“Dalle carceri del Nord e del Sud del Paese boss ed esponenti di spicco della criminalità organizzata continuano a comandare. La nuova indagine sulla ‘ndrangheta in Lombardia ha rivelato come il capo della ‘ndrangheta dalla cella ha impartito ordini agli uomini delle cosche di ‘ndrangheta in provincia di Milano, Como e Varese, decidendo anche ritorsioni e pestaggi per chi non pagava il pizzo, gestendo comodamente dal carcere gli affari e l’attività di prestito a usura.
Lo Stato sta dimostrando tutta la sua incapacità vanificando il grande lavoro dei magistrati antimafia e degli inquirenti”.
Ad affermarlo è il segretario generale del Sindacato Polizia Penitenziaria – S.PP. – Aldo Di Giacomo ricordando che “i casi di ordini e minacce estorsive, persino via telefono, si susseguono da tempo e interessano numerosi istituti penitenziari specie quelli con detenuti a regime 41 bis.
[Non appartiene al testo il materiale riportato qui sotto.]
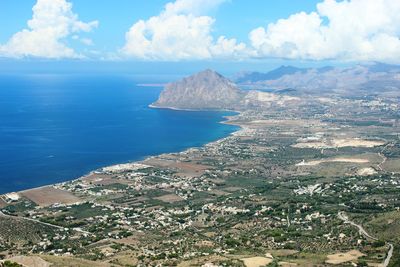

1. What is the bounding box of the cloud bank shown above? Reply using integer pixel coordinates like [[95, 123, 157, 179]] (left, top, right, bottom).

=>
[[121, 0, 246, 61], [0, 0, 98, 59], [249, 0, 400, 61]]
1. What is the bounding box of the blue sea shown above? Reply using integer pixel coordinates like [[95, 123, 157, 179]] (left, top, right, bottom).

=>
[[0, 75, 237, 193]]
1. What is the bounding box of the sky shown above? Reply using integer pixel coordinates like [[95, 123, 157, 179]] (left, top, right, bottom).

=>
[[0, 0, 400, 73]]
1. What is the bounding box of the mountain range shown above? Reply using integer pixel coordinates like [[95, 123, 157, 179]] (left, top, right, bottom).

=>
[[151, 63, 400, 110]]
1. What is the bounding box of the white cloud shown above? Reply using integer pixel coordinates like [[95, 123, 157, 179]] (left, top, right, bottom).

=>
[[122, 0, 246, 60], [0, 0, 98, 58], [249, 0, 400, 61]]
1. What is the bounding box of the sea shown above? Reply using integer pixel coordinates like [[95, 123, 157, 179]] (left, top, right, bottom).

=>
[[0, 74, 238, 193]]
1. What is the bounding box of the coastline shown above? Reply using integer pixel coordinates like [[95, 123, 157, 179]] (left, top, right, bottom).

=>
[[0, 109, 243, 197]]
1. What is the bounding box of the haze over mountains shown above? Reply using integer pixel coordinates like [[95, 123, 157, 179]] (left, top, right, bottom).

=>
[[152, 63, 400, 110], [234, 63, 400, 96]]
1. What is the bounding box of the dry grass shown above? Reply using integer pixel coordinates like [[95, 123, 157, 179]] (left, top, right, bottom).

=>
[[40, 255, 110, 267], [296, 157, 369, 166], [325, 250, 365, 265], [21, 186, 80, 207], [241, 256, 273, 267], [155, 194, 183, 203], [7, 256, 51, 267]]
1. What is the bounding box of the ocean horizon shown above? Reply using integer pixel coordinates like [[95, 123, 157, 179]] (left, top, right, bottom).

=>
[[0, 74, 238, 193]]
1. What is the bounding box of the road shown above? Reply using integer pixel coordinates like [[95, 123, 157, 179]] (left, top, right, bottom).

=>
[[338, 211, 394, 267]]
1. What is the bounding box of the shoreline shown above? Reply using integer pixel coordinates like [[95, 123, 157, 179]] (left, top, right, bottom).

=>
[[0, 108, 243, 197]]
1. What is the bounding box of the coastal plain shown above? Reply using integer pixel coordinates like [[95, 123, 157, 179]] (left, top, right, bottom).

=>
[[0, 66, 400, 266]]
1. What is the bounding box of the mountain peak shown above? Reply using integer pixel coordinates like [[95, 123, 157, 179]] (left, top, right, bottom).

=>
[[152, 69, 243, 109]]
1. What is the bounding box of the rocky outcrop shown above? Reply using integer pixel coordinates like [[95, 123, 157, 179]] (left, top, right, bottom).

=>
[[151, 69, 245, 110]]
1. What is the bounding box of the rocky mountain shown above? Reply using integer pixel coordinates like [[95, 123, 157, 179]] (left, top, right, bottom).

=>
[[151, 69, 245, 109]]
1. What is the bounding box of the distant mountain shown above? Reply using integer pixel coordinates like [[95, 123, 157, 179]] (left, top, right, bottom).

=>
[[151, 69, 245, 109], [234, 62, 400, 96], [234, 66, 307, 83]]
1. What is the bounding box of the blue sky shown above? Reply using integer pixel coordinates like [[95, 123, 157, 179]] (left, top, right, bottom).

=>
[[0, 0, 318, 57], [0, 0, 400, 72]]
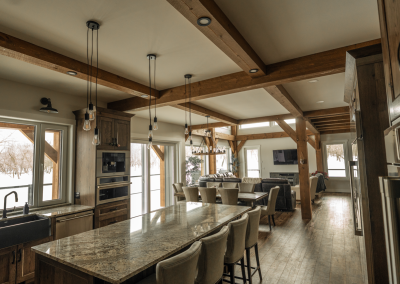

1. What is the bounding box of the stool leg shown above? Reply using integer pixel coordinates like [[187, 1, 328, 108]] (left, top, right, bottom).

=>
[[246, 248, 253, 284], [240, 256, 248, 284], [256, 243, 262, 283], [229, 264, 235, 284]]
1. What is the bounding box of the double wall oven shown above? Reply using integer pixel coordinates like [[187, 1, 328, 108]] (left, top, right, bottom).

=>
[[96, 150, 131, 205]]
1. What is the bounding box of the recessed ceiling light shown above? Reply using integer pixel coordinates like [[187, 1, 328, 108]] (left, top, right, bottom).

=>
[[197, 17, 211, 27], [67, 71, 78, 76]]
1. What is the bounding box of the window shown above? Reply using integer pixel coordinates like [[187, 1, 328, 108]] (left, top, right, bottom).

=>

È naturale chiedersi se siamo solo di fronte ad una diffusa incapacità di far fronte alla criminalità che opera dal carcere o se c’è dell’altro. Questa situazione conferma – dice ancora Di Giacomo – che, come sosteniamo da anni, la lotta alle mafie si conduce a partire dal carcere dove sono detenuti capi clan e boss insieme ad esponenti di spicco delle famiglie.
E il continuo ritrovamento di telefonini in gran parte arrivati dal “cielo” (attraverso i droni) è il primo elemento per interrompere, una volta per tutte, il “comando” dal carcere ai territori oltre alle minacce ed estorsioni.
Non si sottovaluti – afferma il segretario del Sindacato Penitenziari – che le mafie approfittando di questa fase di crisi internazionale stanno concentrando i propri interessi sulle attività economiche e produttive per acquisire alberghi, ristoranti, imprese, intensificare l’usura, proprio come riprova il caso dello ‘ndranghetista detenuto nel carcere lombardo”.
“L’effetto devastante di tutto questo è lo scoraggiamento per le vittime delle mafie a denunciare e collaborare con i magistrati mentre la lotta alla criminalità rischia una brutta battuta d’arresto”.